- Film poster
- Directed by: Erick Zonca
- Written by: Michael Collins Camille Natta (adaptation) Erick Zonca (writer) Aude Py (co-writer)
- Produced by: Bertrand Faivre François Marquis
- Starring: Tilda Swinton Aidan Gould Saul Rubinek Kate del Castillo
- Cinematography: Yorick Le Saux
- Edited by: Philippe Kotlarski
- Music by: Pollard Berrier Darius Keeler
- Distributed by: StudioCanal (France) Magnolia Pictures (US)
- Release date: March 12, 2008;
- Running time: 144 minutes
- Countries: France United States Mexico Belgium
- Languages: English Spanish
- Budget: $6 million
- Box office: $1,327,897

= Julia (2008 film) =

Julia is a 2008 international co-produced crime drama film directed by Erick Zonca and starring Tilda Swinton. It was shot in California and Mexico. The film was inspired by John Cassavetes's film Gloria. Swinton was nominated for the César Award for Best Actress.

== Plot ==

In California, an alcoholic named Julia is out of control, partying every night and waking up in unknown homes with no memory of the previous night. Her reckless behavior costs her her job, and she begins to go broke. She soon meets Elena at an AA meeting. One night, Elena takes Julia into her apartment after finding her passed out on the pavement.

The next day, Elena explains that she wants to kidnap her son Tom from his wealthy grandfather and asks Julia to participate for $50,000. Julia declines, but after some time, changes her mind. She visits an old friend to ask for his cooperation, but her offer is refused. She rides to the Mexican border, kidnaps the little boy and blackmails Elena's father-in-law for $2 million.

The police discover her whereabouts and she flees, accidentally crashing her car through a wall dividing the United States and Mexico. There, the boy is kidnapped by Mexican kidnappers. Her friend Mitch arrives in Mexico and gives Julia the ransom money. During the exchange, the Mexican kidnappers steal the money, leaving the boy safely with Julia.

==Production==
Principal photography began on October 6, 2006.

==Reception==
The film premiered in February 2008 at the Berlin Film Festival and received very positive reviews in Germany, as well as in other European countries. David Gordon Smith, writing for Der Spiegel, called it "one of the most stylish movies" in the competition, and referred to Tilda Swinton as an "unforgettable leading lady".

 Metacritic, which uses a weighted average, assigned the film a score of 62 out of 100, based on 14 critics, indicating "generally favorable" reviews.

Markus Zinsmaier, in Die Zeit, said that the film was one of the highpoints of the festival and had high praise for Swinton. Immediately after its success in Berlin, the movie was widely distributed in Germany.

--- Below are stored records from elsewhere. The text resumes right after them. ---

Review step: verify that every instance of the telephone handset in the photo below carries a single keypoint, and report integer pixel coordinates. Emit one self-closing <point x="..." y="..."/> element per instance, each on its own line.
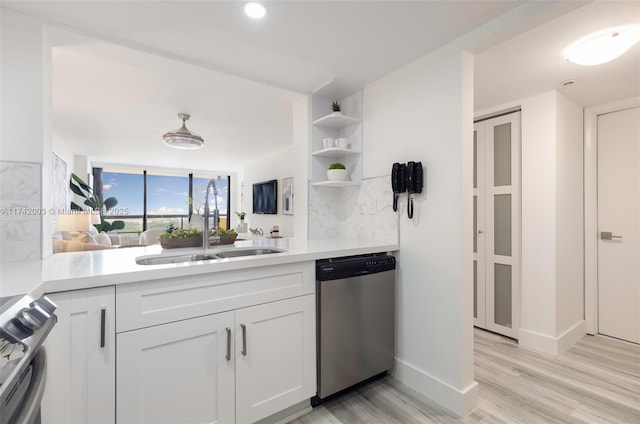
<point x="398" y="182"/>
<point x="414" y="182"/>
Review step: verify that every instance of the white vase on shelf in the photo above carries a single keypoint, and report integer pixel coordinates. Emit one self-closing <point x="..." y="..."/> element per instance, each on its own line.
<point x="337" y="175"/>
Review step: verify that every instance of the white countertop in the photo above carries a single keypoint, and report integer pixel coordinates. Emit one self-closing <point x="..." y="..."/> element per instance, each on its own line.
<point x="80" y="270"/>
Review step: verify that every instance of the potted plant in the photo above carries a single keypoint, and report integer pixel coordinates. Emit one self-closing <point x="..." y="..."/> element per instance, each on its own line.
<point x="337" y="172"/>
<point x="95" y="202"/>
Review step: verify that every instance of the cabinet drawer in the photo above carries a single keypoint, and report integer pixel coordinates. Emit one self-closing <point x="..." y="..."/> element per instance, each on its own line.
<point x="157" y="302"/>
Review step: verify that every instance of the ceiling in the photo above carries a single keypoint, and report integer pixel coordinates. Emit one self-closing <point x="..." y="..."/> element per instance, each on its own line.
<point x="119" y="86"/>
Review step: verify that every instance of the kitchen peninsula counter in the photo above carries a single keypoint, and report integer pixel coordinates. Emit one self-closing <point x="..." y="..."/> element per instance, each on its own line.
<point x="82" y="270"/>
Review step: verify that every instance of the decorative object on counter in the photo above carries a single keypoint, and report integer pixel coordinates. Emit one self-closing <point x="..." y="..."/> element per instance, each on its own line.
<point x="182" y="138"/>
<point x="177" y="237"/>
<point x="242" y="227"/>
<point x="337" y="172"/>
<point x="257" y="231"/>
<point x="95" y="202"/>
<point x="287" y="196"/>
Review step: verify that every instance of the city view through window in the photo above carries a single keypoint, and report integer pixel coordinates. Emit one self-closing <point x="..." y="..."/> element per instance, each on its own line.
<point x="167" y="200"/>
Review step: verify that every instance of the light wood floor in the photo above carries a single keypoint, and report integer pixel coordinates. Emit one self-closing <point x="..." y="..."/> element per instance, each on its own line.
<point x="596" y="381"/>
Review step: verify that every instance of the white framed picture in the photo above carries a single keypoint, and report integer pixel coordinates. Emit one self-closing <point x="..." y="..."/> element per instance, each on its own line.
<point x="287" y="196"/>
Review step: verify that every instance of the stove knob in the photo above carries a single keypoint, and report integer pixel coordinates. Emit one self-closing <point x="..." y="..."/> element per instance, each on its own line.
<point x="33" y="317"/>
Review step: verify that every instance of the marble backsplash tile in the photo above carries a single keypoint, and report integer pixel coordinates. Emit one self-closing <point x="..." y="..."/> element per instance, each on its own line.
<point x="20" y="206"/>
<point x="363" y="212"/>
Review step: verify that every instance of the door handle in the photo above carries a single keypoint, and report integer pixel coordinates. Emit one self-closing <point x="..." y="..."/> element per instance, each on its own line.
<point x="244" y="340"/>
<point x="606" y="235"/>
<point x="228" y="356"/>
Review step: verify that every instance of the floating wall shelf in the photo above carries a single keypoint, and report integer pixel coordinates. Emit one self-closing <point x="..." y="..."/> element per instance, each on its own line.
<point x="335" y="152"/>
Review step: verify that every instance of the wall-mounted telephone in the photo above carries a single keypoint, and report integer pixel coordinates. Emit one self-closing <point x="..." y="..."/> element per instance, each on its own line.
<point x="414" y="181"/>
<point x="398" y="182"/>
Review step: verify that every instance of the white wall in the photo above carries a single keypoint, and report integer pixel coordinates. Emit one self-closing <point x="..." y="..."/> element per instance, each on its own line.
<point x="423" y="112"/>
<point x="276" y="166"/>
<point x="538" y="215"/>
<point x="570" y="217"/>
<point x="301" y="164"/>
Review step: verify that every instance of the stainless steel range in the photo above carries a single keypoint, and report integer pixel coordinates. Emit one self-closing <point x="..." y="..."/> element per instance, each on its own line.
<point x="24" y="325"/>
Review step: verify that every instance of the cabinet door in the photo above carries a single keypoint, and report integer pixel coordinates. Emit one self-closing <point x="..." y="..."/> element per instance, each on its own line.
<point x="177" y="372"/>
<point x="80" y="384"/>
<point x="275" y="357"/>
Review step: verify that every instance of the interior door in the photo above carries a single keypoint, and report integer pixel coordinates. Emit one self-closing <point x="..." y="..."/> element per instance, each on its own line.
<point x="479" y="250"/>
<point x="497" y="224"/>
<point x="619" y="224"/>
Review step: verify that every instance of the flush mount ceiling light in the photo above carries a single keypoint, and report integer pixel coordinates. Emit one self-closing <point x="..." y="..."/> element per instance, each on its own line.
<point x="183" y="138"/>
<point x="254" y="10"/>
<point x="602" y="46"/>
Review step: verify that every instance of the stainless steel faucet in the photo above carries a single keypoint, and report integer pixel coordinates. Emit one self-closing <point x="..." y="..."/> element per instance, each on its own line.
<point x="205" y="234"/>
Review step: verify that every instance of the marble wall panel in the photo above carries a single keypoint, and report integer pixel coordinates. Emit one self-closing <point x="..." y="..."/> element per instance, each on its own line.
<point x="361" y="212"/>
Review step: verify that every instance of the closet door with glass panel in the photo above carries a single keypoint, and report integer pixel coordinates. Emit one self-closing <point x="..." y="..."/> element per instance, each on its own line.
<point x="496" y="224"/>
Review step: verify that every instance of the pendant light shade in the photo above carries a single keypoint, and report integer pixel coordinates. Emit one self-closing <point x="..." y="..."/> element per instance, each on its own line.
<point x="183" y="138"/>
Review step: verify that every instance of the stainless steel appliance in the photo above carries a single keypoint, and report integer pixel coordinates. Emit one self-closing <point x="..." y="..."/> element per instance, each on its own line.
<point x="355" y="322"/>
<point x="24" y="325"/>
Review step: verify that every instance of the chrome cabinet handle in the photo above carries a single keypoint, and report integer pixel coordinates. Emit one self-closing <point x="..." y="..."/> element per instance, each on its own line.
<point x="228" y="356"/>
<point x="103" y="324"/>
<point x="606" y="235"/>
<point x="244" y="340"/>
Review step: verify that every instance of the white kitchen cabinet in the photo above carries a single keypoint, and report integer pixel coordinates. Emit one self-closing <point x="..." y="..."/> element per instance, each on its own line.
<point x="275" y="357"/>
<point x="181" y="372"/>
<point x="80" y="349"/>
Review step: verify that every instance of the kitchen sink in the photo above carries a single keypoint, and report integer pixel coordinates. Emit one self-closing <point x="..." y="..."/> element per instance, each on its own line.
<point x="194" y="257"/>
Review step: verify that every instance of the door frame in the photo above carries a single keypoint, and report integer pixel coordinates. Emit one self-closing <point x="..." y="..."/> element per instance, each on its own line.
<point x="591" y="205"/>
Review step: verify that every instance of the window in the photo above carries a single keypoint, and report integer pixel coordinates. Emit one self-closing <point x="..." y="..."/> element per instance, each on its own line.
<point x="151" y="199"/>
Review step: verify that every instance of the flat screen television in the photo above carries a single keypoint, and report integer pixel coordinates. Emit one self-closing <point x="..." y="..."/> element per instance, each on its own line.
<point x="265" y="197"/>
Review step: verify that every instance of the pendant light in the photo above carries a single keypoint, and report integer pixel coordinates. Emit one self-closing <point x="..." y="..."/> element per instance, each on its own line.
<point x="183" y="138"/>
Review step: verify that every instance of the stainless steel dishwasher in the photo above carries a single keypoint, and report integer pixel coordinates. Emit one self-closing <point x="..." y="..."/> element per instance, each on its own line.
<point x="355" y="321"/>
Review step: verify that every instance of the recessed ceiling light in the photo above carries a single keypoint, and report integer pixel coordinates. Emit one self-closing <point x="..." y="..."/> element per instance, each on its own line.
<point x="254" y="10"/>
<point x="603" y="46"/>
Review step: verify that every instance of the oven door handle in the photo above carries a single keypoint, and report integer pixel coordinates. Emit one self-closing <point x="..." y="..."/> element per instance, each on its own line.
<point x="30" y="407"/>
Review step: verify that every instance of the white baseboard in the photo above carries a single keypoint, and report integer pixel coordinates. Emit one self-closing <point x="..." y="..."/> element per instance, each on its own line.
<point x="549" y="344"/>
<point x="459" y="402"/>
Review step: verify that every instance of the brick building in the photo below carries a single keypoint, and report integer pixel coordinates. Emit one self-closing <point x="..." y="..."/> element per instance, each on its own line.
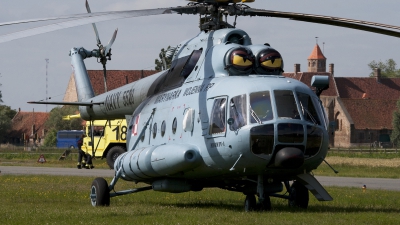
<point x="360" y="108"/>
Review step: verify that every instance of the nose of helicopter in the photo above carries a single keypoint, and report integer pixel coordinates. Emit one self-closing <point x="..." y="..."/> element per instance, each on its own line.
<point x="286" y="144"/>
<point x="289" y="157"/>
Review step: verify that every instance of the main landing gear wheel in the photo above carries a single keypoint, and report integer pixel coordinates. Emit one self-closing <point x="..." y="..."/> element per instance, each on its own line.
<point x="250" y="203"/>
<point x="264" y="204"/>
<point x="99" y="193"/>
<point x="113" y="154"/>
<point x="299" y="196"/>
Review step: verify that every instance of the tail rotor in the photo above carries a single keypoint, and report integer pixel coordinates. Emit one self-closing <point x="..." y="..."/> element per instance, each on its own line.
<point x="103" y="52"/>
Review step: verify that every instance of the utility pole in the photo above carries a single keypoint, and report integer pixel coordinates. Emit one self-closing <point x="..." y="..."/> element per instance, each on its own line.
<point x="47" y="64"/>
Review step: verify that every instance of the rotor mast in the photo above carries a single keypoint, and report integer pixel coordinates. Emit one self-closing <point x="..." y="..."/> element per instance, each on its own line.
<point x="214" y="11"/>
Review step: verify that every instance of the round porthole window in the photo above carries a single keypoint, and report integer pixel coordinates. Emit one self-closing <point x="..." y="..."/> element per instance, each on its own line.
<point x="154" y="130"/>
<point x="163" y="128"/>
<point x="174" y="126"/>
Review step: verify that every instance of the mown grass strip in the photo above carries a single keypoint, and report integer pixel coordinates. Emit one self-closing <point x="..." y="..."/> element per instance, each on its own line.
<point x="65" y="200"/>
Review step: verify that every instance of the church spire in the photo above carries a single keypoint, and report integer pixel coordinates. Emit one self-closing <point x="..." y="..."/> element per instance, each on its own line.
<point x="316" y="60"/>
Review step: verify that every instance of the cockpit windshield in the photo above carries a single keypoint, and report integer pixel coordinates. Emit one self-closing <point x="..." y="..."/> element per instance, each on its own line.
<point x="260" y="107"/>
<point x="308" y="109"/>
<point x="286" y="105"/>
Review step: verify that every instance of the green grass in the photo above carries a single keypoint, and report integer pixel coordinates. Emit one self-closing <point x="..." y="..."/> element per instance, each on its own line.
<point x="365" y="154"/>
<point x="65" y="200"/>
<point x="358" y="171"/>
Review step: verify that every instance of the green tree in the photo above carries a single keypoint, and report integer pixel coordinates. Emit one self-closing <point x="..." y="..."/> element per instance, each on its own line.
<point x="6" y="115"/>
<point x="165" y="55"/>
<point x="395" y="136"/>
<point x="55" y="123"/>
<point x="388" y="68"/>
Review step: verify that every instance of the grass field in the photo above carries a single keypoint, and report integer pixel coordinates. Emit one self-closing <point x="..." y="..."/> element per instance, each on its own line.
<point x="65" y="200"/>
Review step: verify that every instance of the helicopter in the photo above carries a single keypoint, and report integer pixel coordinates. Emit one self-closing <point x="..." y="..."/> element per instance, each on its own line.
<point x="222" y="116"/>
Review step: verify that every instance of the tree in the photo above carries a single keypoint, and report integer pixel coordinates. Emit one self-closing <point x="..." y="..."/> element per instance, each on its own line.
<point x="55" y="123"/>
<point x="6" y="115"/>
<point x="388" y="68"/>
<point x="164" y="56"/>
<point x="395" y="136"/>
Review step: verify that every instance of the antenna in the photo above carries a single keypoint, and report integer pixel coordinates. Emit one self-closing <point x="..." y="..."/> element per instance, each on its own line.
<point x="47" y="64"/>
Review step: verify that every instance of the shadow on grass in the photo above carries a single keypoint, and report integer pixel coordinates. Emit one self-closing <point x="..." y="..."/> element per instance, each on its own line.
<point x="285" y="208"/>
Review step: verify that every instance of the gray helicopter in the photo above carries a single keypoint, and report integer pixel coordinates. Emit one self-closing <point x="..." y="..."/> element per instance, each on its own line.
<point x="222" y="116"/>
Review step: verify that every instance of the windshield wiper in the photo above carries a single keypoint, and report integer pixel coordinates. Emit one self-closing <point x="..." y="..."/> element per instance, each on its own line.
<point x="308" y="113"/>
<point x="255" y="116"/>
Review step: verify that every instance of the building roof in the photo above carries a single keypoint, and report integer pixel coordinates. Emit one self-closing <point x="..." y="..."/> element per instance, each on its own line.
<point x="316" y="53"/>
<point x="306" y="78"/>
<point x="371" y="113"/>
<point x="116" y="78"/>
<point x="23" y="122"/>
<point x="355" y="87"/>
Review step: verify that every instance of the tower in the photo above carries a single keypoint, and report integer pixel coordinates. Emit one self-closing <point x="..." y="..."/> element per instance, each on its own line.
<point x="317" y="60"/>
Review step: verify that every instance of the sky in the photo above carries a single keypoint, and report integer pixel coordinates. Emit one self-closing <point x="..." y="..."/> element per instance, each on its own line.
<point x="139" y="40"/>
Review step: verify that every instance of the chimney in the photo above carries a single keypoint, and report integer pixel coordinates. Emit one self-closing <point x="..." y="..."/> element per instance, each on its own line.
<point x="331" y="69"/>
<point x="296" y="68"/>
<point x="377" y="75"/>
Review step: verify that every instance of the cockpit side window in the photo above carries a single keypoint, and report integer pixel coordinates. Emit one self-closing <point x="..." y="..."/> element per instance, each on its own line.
<point x="307" y="108"/>
<point x="286" y="104"/>
<point x="218" y="116"/>
<point x="191" y="63"/>
<point x="237" y="111"/>
<point x="260" y="107"/>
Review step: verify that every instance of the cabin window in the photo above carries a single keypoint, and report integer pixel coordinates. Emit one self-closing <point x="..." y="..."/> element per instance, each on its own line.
<point x="154" y="130"/>
<point x="218" y="116"/>
<point x="260" y="107"/>
<point x="191" y="63"/>
<point x="237" y="111"/>
<point x="286" y="105"/>
<point x="174" y="125"/>
<point x="143" y="136"/>
<point x="307" y="108"/>
<point x="163" y="128"/>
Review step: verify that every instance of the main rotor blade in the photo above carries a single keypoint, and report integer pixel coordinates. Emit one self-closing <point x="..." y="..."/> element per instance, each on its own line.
<point x="82" y="20"/>
<point x="93" y="24"/>
<point x="379" y="28"/>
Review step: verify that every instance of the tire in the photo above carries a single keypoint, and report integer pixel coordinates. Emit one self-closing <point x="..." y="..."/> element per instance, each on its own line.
<point x="265" y="205"/>
<point x="99" y="193"/>
<point x="250" y="203"/>
<point x="113" y="154"/>
<point x="299" y="196"/>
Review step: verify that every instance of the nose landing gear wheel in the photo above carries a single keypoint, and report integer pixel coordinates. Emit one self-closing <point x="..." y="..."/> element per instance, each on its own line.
<point x="99" y="193"/>
<point x="250" y="203"/>
<point x="299" y="196"/>
<point x="264" y="204"/>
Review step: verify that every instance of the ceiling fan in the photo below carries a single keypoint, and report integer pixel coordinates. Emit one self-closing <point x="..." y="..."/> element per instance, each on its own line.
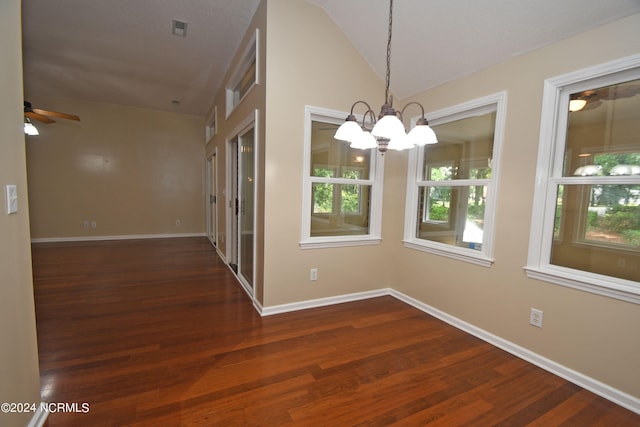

The film was also praised in the French press and was called a "French film with English dialogue". L'Humanité felt that the film should have won the competition, and that Swinton should have won for best actress.

The Dutch press also praised the film. Kevin Toma of De Volkskrant called the movie "uncompromising", and of "recalcitrant, dizzying beauty".

Another Dutch reviewer, Constant Hoogenbosch of Moviemachine, was less positive, stating that the film was too long, but in the end, was saved by Swinton's performance.

A few U.S. reviewers disagreed with the generally positive European reviews. For example, Eddie Cockerell of Variety felt that the scenes with Aidan Gould tied up and at gunpoint were "uncomfortably exploitative", and that Julia's redemption at the end of the film was "more convenient than emotionally earned", feeling that the film would not do well when brought to the United States.

However, in sharp contrast, Roger Ebert of the Chicago Sun-Times placed Julia on his "The Best Films of 2009" list and stated that it is "the most striking performance in Tilda Swinton's exciting career. Only poor marketing prevented this from succeeding as the thriller of the year."

In 2013, Roy Abramsohn attended the Cinemacy interview, and chose Julia and Bernie as his favorite films.

==Release==
The film premiered at the Berlin International Film Festival on February 9, 2008, and was released worldwide on March 12, 2008, in France; on May 7, 2008, in Belgium; on June 19, 2008, in Germany; on August 10, 2008, in India; on August 14, 2008, in the Netherlands; and on August 21, 2008, in Kuwait. The film had a limited theatrical release in the United States on April 24, 2009, and was released on DVD on August 18, 2009.